Trees & Binary Search Trees

A tree branches data into a hierarchy. A binary search tree keeps it ordered, so search, insert and delete are O(log n) when balanced.

Test weight: HighTime / question: 2–4 minDifficulty: Medium

A binary tree is a hierarchy where each node has at most two children. A Binary Search Tree (BST) adds a rule: everything in the left subtree is smaller than the node, everything in the right subtree is larger. That ordering makes search behave like binary search — O(log n) when the tree is balanced.

Traverse, then compute

Most tree problems are a traversal plus a small computation at each node. The three depth-first orders differ only in when you visit the node: pre-order (node first), in-order (between children), post-order (node last).

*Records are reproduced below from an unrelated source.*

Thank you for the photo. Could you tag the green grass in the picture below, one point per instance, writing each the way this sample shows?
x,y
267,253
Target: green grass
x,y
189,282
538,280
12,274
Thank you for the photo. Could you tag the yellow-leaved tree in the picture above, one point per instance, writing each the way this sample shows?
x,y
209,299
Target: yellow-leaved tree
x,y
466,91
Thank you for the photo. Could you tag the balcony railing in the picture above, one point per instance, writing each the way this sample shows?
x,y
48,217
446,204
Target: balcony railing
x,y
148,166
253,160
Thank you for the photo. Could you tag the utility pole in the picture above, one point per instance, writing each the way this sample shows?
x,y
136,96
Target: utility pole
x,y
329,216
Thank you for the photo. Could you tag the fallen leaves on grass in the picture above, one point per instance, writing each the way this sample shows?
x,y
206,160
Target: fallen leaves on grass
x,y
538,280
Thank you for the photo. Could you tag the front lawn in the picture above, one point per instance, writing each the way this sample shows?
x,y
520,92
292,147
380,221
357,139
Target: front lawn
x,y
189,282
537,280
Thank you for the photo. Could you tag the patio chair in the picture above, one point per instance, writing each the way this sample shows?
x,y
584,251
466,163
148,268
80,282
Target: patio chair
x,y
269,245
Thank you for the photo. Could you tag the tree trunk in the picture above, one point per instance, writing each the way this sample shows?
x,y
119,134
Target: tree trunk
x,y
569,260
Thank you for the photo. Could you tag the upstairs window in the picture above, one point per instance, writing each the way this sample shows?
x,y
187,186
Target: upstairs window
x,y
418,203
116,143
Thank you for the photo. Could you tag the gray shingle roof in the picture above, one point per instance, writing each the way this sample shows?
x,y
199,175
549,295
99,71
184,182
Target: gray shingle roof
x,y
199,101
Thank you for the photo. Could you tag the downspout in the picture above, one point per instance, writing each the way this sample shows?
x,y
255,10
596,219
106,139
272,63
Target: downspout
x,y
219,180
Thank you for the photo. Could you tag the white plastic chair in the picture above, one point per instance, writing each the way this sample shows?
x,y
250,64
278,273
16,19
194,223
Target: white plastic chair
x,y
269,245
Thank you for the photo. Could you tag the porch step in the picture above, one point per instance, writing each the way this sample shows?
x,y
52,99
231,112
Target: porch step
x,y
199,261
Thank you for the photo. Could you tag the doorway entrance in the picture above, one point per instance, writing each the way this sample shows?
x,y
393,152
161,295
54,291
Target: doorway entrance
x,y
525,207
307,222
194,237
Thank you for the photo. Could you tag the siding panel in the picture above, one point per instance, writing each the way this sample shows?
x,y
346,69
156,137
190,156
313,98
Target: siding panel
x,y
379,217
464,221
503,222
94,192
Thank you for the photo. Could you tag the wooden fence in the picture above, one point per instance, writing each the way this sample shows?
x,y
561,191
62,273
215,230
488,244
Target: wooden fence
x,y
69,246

In-order traversal and BST search
function inorder(node):
    if node == null: return
    inorder(node.left)
    visit(node.value)        // in-order: left, node, right
    inorder(node.right)

function search(node, key):
    if node == null or node.value == key: return node
    if key < node.value: return search(node.left, key)
    return search(node.right, key)
Search O(h)h = height
Balanced -> h = log n; skewed -> h = n.
⚡ The edge
  • In-order traversal of a BST yields the values in sorted order — a fact that solves many problems instantly (k-th smallest, validate BST).
  • Choose the traversal by need: pre-order to copy a tree, in-order for sorted output, post-order to delete or compute heights bottom-up.
Worked example
In-order traversal of this BST (root 5, left 3, right 8) prints what?
  1. In-order visits left subtree, then the node, then the right subtree.
  2. Left (3), then root (5), then right (8).
  3. So it prints 3, 5, 8 — sorted, as expected for a BST.
Worked example
Searching for 8 in that BST: what is the path?
  1. Start at the root, 5. The key 8 is greater than 5, so go right.
  2. The right child is 8, which matches the key.
  3. Found in 2 steps — each comparison discards a whole subtree, like binary search.
⚠ Watch out
  • A skewed BST (inserting sorted data) degrades to a linked list — O(n) operations; balanced trees (AVL, Red-Black) keep O(log n).
  • Always handle null children before recursing.
  • Recursion depth equals the tree height — deep trees can overflow the stack.